Latin Hypercube Sampling in MUSICA#

In the previous example, all of the grid cells had to be filled in manually with data. This makes it not practically useful on its own since it would be tedious to make a system with many grid cells. One solution to this is Latin Hypercube Sampling (LHS), a statistical method for generating multidimensional random samples. It avoids the problem of clustering that can sometimes appear in pure random sampling. This tutorial will go over a simple example of utilizing LHS to run a multi-grid-cell solver in MUSICA. For documentation on Latin Hypercube Sampling, go here.

1. Importing Libraries#

Below is a list of the required libraries for this tutorial:

[1]:
import musica
import musica.mechanism_configuration as mc
import matplotlib.pyplot as plt
from scipy.stats import qmc
import pandas as pd
import numpy as np
import seaborn as sns
pd.set_option('display.float_format', str) # This is done to make the arrays more readable
np.set_printoptions(suppress=True) # This is done to make the arrays more readable

2. Rerunning Previous Code#

This is simply a copy of the first 4 steps from the Multiple Grid Cells Tutorial since the code is identical aside from the number of grid cells being increased. If you would like to view the explanation for this code, refer to the hyperlink on the above line.

[2]:
A = mc.Species(name="A")
B = mc.Species(name="B")
C = mc.Species(name="C")
species = [A, B, C]
gas = mc.Phase(name="gas", species=species)

r1 = mc.Arrhenius(
    name="A_to_B",
    A=4.0e-3,  # Pre-exponential factor
    C=50,      # Activation energy (units assumed to be K)
    reactants=[A],
    products=[B],
    gas_phase=gas
)

r2 = mc.Arrhenius(
    name="B_to_C",
    A=4.0e-3,
    C=50,
    reactants=[B],
    products=[C],
    gas_phase=gas
)

mechanism = mc.Mechanism(
    name="musica_micm_example",
    species=species,
    phases=[gas],
    reactions=[r1, r2]
)

solver = musica.MICM(mechanism = mechanism, solver_type = musica.SolverType.rosenbrock_standard_order)

num_grid_cells = 100
state = solver.create_state(num_grid_cells)
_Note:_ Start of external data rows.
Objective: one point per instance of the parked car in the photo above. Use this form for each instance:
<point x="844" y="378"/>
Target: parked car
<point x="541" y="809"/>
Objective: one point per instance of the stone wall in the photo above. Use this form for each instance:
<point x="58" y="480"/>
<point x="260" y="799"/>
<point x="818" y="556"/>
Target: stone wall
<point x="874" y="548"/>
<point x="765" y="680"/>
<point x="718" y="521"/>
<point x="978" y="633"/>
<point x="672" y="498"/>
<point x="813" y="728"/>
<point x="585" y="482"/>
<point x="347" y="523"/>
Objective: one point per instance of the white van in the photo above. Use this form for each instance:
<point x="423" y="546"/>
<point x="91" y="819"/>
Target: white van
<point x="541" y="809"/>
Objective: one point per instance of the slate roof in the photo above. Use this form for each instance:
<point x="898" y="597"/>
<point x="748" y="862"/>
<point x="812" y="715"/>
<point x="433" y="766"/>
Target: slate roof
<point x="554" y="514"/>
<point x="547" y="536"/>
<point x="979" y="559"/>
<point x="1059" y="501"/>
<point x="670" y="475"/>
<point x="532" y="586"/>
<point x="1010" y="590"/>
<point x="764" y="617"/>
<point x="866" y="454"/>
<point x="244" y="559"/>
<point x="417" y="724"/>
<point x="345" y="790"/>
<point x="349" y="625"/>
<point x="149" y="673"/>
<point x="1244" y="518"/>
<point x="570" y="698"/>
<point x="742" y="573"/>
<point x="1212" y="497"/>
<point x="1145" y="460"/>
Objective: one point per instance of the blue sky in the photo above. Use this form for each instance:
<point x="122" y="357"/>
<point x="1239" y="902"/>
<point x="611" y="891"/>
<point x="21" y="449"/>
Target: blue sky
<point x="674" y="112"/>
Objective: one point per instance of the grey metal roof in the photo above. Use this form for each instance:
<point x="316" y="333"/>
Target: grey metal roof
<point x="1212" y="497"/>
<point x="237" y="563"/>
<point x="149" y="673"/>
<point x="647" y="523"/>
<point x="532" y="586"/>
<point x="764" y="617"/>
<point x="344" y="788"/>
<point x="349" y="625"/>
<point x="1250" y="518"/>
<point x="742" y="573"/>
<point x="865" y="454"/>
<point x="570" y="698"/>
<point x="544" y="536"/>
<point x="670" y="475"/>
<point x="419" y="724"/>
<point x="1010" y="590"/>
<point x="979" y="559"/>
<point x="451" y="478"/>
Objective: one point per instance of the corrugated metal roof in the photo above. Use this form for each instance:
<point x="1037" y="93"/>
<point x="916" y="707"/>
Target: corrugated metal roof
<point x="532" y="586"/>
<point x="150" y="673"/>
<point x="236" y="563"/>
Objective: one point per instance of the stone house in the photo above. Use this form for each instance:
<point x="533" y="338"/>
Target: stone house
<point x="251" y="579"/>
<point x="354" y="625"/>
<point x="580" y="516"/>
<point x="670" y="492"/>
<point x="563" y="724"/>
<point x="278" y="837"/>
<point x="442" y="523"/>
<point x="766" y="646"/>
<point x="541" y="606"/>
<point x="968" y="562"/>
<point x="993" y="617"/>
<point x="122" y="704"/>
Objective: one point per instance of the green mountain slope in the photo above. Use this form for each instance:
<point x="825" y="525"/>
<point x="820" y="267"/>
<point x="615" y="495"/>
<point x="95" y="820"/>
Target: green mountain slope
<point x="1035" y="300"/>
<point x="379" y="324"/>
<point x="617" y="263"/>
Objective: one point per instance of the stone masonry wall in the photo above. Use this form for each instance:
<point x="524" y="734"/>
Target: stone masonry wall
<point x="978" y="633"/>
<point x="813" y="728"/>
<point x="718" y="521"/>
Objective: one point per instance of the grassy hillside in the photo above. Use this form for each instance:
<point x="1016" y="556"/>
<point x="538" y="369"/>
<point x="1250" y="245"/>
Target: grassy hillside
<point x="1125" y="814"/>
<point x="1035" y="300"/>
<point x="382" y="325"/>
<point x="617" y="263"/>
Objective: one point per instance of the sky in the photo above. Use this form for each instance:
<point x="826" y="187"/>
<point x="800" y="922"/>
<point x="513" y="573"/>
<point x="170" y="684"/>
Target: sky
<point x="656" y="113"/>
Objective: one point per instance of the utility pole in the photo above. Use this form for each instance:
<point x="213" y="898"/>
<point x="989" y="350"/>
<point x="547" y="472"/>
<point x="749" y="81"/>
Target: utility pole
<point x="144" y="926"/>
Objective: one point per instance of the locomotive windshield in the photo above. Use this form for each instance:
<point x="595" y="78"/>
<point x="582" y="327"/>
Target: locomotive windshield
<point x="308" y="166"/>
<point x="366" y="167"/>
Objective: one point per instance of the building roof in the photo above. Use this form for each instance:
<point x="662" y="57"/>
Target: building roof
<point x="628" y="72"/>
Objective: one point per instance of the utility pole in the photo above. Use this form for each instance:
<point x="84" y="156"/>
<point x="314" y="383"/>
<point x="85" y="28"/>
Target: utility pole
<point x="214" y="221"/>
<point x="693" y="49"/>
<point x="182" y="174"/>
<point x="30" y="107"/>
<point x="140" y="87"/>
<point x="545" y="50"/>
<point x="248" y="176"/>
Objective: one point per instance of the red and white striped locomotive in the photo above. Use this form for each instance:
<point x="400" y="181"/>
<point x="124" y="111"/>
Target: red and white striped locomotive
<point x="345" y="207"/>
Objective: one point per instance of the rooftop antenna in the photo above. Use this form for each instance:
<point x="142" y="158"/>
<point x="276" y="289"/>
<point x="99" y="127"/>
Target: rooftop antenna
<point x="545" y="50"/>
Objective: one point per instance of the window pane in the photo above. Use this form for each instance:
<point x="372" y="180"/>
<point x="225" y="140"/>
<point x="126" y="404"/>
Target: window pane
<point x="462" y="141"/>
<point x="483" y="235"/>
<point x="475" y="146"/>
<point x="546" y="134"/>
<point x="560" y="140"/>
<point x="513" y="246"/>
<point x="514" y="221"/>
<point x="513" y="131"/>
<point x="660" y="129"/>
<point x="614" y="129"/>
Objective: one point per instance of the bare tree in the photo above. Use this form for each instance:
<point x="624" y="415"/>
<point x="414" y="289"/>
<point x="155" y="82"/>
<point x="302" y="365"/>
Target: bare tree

3. Creating and Scaling a Latin Hypercube Sampler#

This Latin Hypercube Sampler uses the same 5 dimensions as the Multiple Grid Cells Tutorial to randomize each of the individual systems, being:

  • temperature (Kelvin),

  • pressure (Pascals), and

  • the concentrations of each of the species (mol/m3).

Next, the LHS is created with the provided number of dimensions with a randomized sample that will be scaled by the sampler. The upper and lower bounds for each of the five dimensions are then set, and the sample is scaled with those bounds by the LHS. Do note as before that the ordering inside the bounding arrays matters and cannot be changed.

[3]:
ndim = 5
nsamples = num_grid_cells

# Create a Latin Hypercube sampler in the unit hypercube
sampler = qmc.LatinHypercube(d=ndim)

# Generate samples
sample = sampler.random(n=nsamples)

# Define bounds for each dimension
l_bounds = [275, 100753.3, 0, 0, 0] # Lower bounds
u_bounds = [325, 101753.3, 10, 10, 10] # Upper bounds

# Scale the samples to the defined bounds
sample_scaled = qmc.scale(sample, l_bounds, u_bounds)

4. Splitting up the Array Output and Running the Solver#

This code follows the same flow as the Multiple Grid Cells Tutorial but with the new LHS values. The only notable change is the old box_model_values array becoming the sample_scaled output array from the LHS.

[4]:
temperatures = sample_scaled[:, 0]
pressures = sample_scaled[:, 1]
concentrations = {
    "A": [],
    "B": [],
    "C": []
}
concentrations["A"] = sample_scaled[:, 2]
concentrations["B"] = sample_scaled[:, 3]
concentrations["C"] = sample_scaled[:, 4]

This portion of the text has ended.